For vision DSP IP running convolutional neural networks (CNNs), a big driver of performance is increasing the bits processed per cycle with parallel MACs. Tom Simon did a great job in recent posts of introducing CNNs at a high level, so I’ll look at what is architecturally behind Cadence’s latest announcement: the Tensilica Vision P6 DSP.
CNNs are essentially pattern matching and sifting engines. A server farm goes after a large labeled dataset of images and derives a set of coefficients, or weights in a convolution, in a training procedure. Once those coefficients are defined, they can be loaded into an embedded CNN engine that rapidly processes a new incoming image by sifting it through successive convolutional layers until the desired pattern is found.
However, architecturally speaking looking at the entire incoming image with a CNN is still inefficient and extremely computationally intense. Most of an image is, well, boring – actual information used in recognizing objects is contained in a few candidate regions of interest. A vision DSP can run more conventional algorithms to enhance the image and extract those regions, handing them over to the neural network side for quicker object recognition.

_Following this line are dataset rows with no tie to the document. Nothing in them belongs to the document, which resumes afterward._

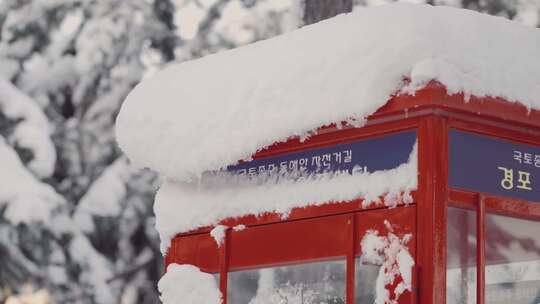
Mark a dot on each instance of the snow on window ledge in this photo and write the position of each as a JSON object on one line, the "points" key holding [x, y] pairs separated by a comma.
{"points": [[187, 284], [392, 253]]}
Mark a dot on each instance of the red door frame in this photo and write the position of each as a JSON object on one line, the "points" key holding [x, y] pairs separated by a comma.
{"points": [[432, 113]]}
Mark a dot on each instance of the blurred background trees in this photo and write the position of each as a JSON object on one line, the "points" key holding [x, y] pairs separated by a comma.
{"points": [[76, 222]]}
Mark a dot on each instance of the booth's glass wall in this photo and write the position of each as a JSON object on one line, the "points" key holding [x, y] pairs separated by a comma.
{"points": [[512, 260], [311, 283], [461, 257]]}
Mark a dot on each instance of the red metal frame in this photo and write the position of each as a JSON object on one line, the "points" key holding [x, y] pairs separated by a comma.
{"points": [[432, 112]]}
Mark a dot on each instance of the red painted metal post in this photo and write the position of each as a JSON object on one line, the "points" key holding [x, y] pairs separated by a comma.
{"points": [[224, 265], [431, 208], [351, 256], [480, 250]]}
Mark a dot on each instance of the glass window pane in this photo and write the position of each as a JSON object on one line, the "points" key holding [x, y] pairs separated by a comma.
{"points": [[312, 283], [365, 280], [512, 260], [461, 257]]}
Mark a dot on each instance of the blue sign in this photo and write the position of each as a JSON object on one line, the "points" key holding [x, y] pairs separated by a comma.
{"points": [[382, 153], [501, 167]]}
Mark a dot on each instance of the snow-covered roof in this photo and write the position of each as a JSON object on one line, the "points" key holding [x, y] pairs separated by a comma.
{"points": [[209, 113]]}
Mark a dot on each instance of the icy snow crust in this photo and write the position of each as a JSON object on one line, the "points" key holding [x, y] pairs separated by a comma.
{"points": [[209, 113], [187, 284], [181, 207]]}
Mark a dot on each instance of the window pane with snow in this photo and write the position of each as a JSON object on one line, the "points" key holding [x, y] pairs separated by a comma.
{"points": [[461, 257], [365, 280], [312, 283], [512, 260]]}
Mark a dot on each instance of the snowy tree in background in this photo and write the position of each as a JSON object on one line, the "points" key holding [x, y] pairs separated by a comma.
{"points": [[75, 219]]}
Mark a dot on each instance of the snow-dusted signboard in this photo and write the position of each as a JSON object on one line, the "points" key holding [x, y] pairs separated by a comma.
{"points": [[354, 157], [492, 165]]}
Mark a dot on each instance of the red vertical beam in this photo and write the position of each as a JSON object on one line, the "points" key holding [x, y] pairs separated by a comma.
{"points": [[480, 250], [351, 255], [431, 208], [224, 265]]}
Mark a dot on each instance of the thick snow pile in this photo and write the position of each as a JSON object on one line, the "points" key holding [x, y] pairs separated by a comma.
{"points": [[209, 113], [391, 253], [186, 284], [181, 207]]}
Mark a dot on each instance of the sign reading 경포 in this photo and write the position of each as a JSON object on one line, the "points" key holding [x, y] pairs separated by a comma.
{"points": [[501, 167]]}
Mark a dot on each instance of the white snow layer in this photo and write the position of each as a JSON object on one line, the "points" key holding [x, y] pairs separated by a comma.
{"points": [[206, 114], [21, 191], [32, 132], [391, 253], [186, 284], [182, 206]]}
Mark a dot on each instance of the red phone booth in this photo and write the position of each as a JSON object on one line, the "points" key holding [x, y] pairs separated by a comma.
{"points": [[472, 226], [461, 226]]}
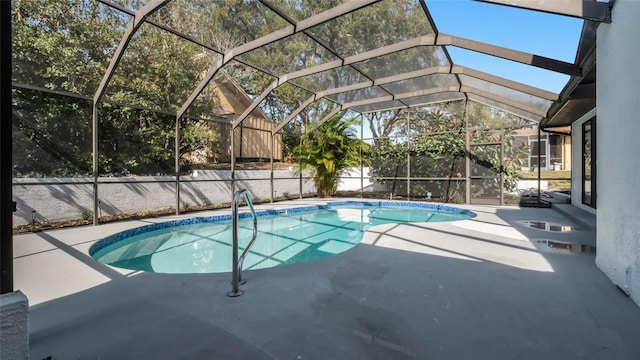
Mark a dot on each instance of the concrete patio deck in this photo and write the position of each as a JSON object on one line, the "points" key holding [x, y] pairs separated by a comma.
{"points": [[485, 288]]}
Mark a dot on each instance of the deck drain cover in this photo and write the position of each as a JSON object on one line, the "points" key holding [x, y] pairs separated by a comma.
{"points": [[568, 247], [543, 225]]}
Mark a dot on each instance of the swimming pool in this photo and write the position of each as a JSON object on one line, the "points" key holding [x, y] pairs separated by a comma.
{"points": [[285, 236]]}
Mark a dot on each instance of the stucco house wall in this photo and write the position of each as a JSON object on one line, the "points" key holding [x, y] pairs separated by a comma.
{"points": [[618, 148]]}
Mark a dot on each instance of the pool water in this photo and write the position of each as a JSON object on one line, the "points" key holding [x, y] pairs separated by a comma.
{"points": [[284, 237]]}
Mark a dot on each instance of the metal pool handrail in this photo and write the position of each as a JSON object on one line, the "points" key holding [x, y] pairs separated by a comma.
{"points": [[236, 273]]}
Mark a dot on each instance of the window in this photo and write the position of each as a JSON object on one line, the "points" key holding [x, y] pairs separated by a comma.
{"points": [[588, 163]]}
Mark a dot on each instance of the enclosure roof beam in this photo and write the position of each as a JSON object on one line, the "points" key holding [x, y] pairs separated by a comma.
{"points": [[269, 38], [503, 100], [531, 90], [509, 54], [295, 113], [359, 86], [147, 10], [327, 117], [583, 9]]}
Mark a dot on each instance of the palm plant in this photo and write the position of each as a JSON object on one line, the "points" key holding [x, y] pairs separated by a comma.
{"points": [[328, 152]]}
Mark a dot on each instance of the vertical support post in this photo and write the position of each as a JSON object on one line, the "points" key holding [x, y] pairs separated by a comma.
{"points": [[361, 161], [177, 165], [408, 156], [467, 147], [6, 205], [233, 161], [501, 166], [300, 167], [539, 164], [272, 150], [96, 200]]}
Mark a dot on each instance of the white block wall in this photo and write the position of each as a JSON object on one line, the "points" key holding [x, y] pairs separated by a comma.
{"points": [[14, 326], [618, 147], [67, 200]]}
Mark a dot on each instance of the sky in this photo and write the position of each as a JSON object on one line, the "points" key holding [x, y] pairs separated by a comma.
{"points": [[533, 32]]}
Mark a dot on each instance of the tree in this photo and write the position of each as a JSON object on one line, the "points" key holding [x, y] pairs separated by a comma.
{"points": [[328, 152]]}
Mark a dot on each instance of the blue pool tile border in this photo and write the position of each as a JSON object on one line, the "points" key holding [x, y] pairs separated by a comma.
{"points": [[117, 237]]}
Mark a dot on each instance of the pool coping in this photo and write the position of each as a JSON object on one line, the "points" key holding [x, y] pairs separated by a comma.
{"points": [[125, 234]]}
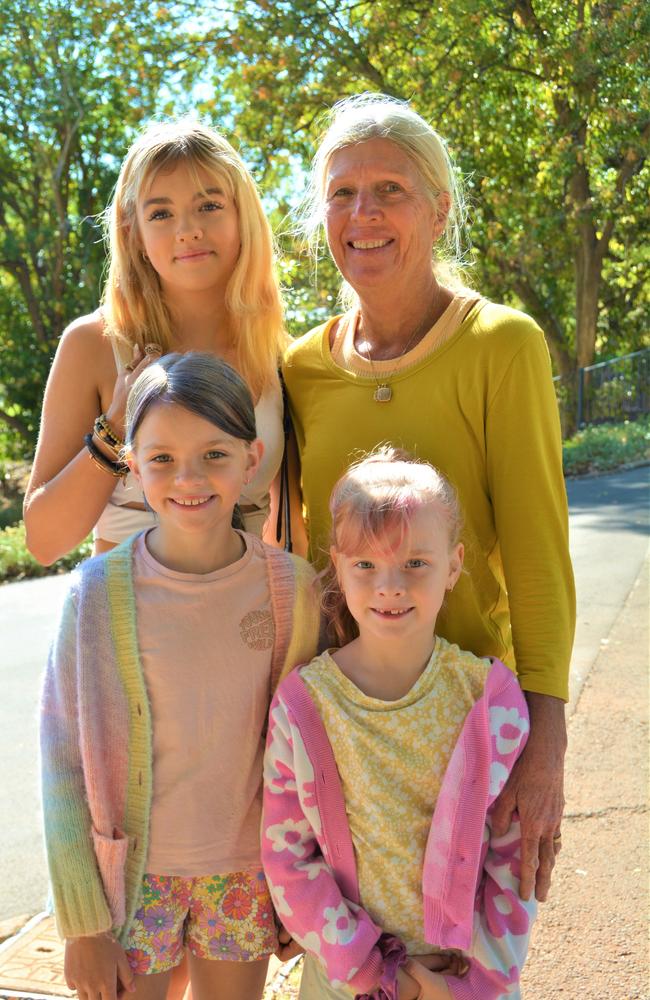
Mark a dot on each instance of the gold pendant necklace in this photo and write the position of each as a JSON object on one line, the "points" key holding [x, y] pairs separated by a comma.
{"points": [[383, 392]]}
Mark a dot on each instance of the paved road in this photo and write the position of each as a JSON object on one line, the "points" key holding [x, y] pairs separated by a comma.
{"points": [[610, 519]]}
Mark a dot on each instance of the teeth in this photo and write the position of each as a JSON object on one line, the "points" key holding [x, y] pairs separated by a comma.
{"points": [[369, 244]]}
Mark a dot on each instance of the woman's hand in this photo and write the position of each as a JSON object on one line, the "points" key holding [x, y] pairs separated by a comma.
{"points": [[535, 790], [287, 947], [125, 379], [97, 968]]}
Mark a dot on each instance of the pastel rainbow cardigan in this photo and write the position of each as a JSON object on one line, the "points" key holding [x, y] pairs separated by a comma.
{"points": [[96, 738]]}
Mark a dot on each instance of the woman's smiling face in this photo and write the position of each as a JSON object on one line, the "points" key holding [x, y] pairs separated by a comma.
{"points": [[380, 223]]}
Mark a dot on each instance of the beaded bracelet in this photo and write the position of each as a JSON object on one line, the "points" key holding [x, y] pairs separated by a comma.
{"points": [[104, 431], [114, 452], [117, 469]]}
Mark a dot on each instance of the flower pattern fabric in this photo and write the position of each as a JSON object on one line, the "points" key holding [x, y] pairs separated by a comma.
{"points": [[216, 916]]}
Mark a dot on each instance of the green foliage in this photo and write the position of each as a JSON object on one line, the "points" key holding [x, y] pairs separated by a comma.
{"points": [[607, 446], [76, 80], [16, 563], [542, 104]]}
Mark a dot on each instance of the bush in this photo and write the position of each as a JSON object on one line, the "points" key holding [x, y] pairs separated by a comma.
{"points": [[17, 563], [607, 446]]}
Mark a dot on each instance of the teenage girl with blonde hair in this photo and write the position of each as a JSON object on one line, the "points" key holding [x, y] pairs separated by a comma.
{"points": [[154, 706], [384, 759], [191, 267]]}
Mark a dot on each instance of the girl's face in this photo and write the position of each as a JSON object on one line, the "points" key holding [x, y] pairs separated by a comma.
{"points": [[192, 473], [190, 236], [397, 593]]}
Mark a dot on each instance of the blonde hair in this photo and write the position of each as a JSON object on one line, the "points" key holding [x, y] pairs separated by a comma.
{"points": [[133, 304], [375, 116], [373, 502]]}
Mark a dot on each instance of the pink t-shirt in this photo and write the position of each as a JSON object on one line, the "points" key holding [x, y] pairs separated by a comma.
{"points": [[206, 642]]}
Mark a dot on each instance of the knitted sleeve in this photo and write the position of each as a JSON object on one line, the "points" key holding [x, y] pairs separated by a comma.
{"points": [[306, 895], [80, 904], [502, 921]]}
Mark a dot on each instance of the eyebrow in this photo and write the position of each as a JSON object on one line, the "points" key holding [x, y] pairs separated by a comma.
{"points": [[156, 446], [169, 201]]}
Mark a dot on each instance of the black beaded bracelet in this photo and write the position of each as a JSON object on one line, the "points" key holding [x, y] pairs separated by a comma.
{"points": [[117, 469]]}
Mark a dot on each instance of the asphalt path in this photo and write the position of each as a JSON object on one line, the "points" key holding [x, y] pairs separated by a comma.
{"points": [[610, 522]]}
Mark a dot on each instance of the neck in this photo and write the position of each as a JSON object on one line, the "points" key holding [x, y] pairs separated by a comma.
{"points": [[195, 553], [200, 322], [385, 670], [390, 325]]}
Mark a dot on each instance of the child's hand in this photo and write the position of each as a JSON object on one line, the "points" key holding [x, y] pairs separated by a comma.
{"points": [[431, 985], [97, 968], [452, 963], [287, 947]]}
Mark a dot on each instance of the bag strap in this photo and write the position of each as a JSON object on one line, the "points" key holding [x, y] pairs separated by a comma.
{"points": [[284, 506]]}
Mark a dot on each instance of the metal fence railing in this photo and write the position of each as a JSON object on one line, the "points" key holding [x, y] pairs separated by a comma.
{"points": [[613, 390]]}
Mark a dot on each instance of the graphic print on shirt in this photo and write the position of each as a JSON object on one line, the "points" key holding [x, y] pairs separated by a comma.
{"points": [[257, 629]]}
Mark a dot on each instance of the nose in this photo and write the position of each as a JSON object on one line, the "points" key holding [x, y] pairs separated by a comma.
{"points": [[391, 583], [188, 472], [188, 229], [366, 205]]}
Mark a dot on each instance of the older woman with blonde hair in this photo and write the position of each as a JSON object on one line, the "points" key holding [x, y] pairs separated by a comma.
{"points": [[421, 361], [191, 267]]}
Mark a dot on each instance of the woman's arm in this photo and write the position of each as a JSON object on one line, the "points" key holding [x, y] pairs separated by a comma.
{"points": [[67, 491], [528, 493]]}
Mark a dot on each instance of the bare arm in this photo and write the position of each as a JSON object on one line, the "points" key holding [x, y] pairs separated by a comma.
{"points": [[536, 790], [67, 491]]}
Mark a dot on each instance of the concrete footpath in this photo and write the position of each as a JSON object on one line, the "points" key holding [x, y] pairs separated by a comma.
{"points": [[591, 937], [590, 940]]}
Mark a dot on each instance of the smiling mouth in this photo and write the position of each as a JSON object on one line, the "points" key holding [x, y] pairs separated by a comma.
{"points": [[193, 255], [191, 501], [368, 244]]}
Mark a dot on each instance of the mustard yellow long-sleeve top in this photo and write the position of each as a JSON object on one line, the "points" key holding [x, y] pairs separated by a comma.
{"points": [[482, 409]]}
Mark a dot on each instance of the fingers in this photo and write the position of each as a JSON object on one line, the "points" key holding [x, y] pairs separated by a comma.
{"points": [[548, 848], [503, 809], [125, 973]]}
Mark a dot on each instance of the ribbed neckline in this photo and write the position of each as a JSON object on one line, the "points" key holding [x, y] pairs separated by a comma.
{"points": [[420, 689], [143, 553]]}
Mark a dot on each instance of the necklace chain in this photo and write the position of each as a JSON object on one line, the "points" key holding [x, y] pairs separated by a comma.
{"points": [[383, 392]]}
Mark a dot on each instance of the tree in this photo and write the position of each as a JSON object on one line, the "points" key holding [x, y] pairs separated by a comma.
{"points": [[544, 103], [75, 82]]}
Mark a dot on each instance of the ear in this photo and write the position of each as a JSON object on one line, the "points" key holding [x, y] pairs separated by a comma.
{"points": [[253, 459], [441, 213], [131, 461], [455, 565]]}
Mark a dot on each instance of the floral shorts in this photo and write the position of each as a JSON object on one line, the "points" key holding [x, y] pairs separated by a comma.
{"points": [[215, 916]]}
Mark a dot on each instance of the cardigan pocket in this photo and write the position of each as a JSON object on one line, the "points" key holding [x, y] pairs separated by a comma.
{"points": [[111, 853]]}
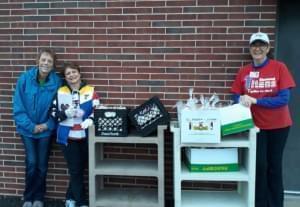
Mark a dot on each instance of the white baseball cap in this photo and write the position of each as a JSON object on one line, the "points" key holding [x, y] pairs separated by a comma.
{"points": [[259, 36]]}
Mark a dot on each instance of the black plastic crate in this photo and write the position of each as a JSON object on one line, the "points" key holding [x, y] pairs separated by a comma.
{"points": [[111, 122], [148, 116]]}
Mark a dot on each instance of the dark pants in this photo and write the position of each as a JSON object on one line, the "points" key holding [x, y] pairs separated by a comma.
{"points": [[269, 184], [37, 155], [76, 155]]}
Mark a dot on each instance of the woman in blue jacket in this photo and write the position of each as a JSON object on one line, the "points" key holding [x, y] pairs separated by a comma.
{"points": [[33, 97]]}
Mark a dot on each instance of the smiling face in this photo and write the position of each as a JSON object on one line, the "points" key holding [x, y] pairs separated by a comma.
{"points": [[259, 51], [45, 64], [72, 76]]}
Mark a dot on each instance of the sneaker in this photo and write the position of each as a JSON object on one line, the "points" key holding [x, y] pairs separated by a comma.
{"points": [[70, 203], [27, 204], [38, 204]]}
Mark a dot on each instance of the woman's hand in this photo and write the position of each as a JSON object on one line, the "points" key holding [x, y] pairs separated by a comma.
{"points": [[247, 100], [39, 128]]}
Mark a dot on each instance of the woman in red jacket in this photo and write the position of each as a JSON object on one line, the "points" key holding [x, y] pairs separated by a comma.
{"points": [[264, 86]]}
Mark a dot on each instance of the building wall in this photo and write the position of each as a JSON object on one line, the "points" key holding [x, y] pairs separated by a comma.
{"points": [[130, 50]]}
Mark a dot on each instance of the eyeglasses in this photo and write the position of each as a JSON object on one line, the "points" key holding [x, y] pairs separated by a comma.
{"points": [[260, 46]]}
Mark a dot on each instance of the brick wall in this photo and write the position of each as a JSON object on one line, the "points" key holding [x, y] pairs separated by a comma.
{"points": [[130, 50]]}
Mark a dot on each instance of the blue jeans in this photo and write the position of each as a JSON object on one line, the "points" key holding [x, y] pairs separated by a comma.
{"points": [[37, 155], [76, 155]]}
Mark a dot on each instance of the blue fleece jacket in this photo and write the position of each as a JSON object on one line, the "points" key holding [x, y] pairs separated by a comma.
{"points": [[32, 101]]}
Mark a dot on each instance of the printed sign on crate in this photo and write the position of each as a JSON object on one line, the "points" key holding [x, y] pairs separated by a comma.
{"points": [[212, 159], [111, 121], [200, 126]]}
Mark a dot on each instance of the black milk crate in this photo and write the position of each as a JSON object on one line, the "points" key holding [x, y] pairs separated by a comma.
{"points": [[111, 121], [148, 116]]}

That implies vision DSP IP needs to be good at both jobs, handling image processing and CNNs. Most DSPs have concentrated on the image processing side: more memory bandwidth, VLIW operations, floating point operations, deep pipelining, and more.
Leaps in memory bandwidth to keep the DSP fed are a good thing, but from there what makes a CNN perform well starts to differ. Image sensor data typically comes in with less than 16-bit resolution, and 8-bit coefficients are plenty wide for CNNs. Optimizing 8- and 16-bit operations and launching many operations on small data elements in a single cycle is the way to faster CNNs at the back end of the vision subsystem.
In the Vision P5 DSP, Cadence had the memory bandwidth and pipelining well handled. Just 7 months after the Vision P5 introduction, the opportunity for increasing CNN performance while maintaining image processing performance became clear. In the Vision P6 DSP, the big change is increasing the vector processing capability from 64 MACs to 256 MACs. Other enhancements include FP16 support in the optional 32-way SIMD vector floating point unit, and new custom instruction capability supporting CNNs.
The result is a massive 9728 bits processed per cycle – what Pulin Desai, Director of Product Marketing in the Imaging/Vision Group at Cadence, says is better than twice the current DSP IP competition. Cadence has the Vision P6 DSP targeted at 1.1 GHz in 16nm FF. Software for the Vision P5 DSP will run while users can recompile to take advantage of the new Vision P6 DSP features.
Blending traditional image processing with neural networks in one IP block has a lot of merit, using the strengths of each approach in vision processing to improve performance and reduce power. Seeing a DSP vendor like Cadence go back and optimize 8- and 16-bit operations specifically for CNNs is an architectural twist that may have a large payoff – we only have a self-referencing comparison at this point.
More from Cadence in their press release:
Are CNNs the new battleground for embedded vision? We are seeing the DSP IP and the mobile GPU IP vendors all talking CNNs. Something to watch.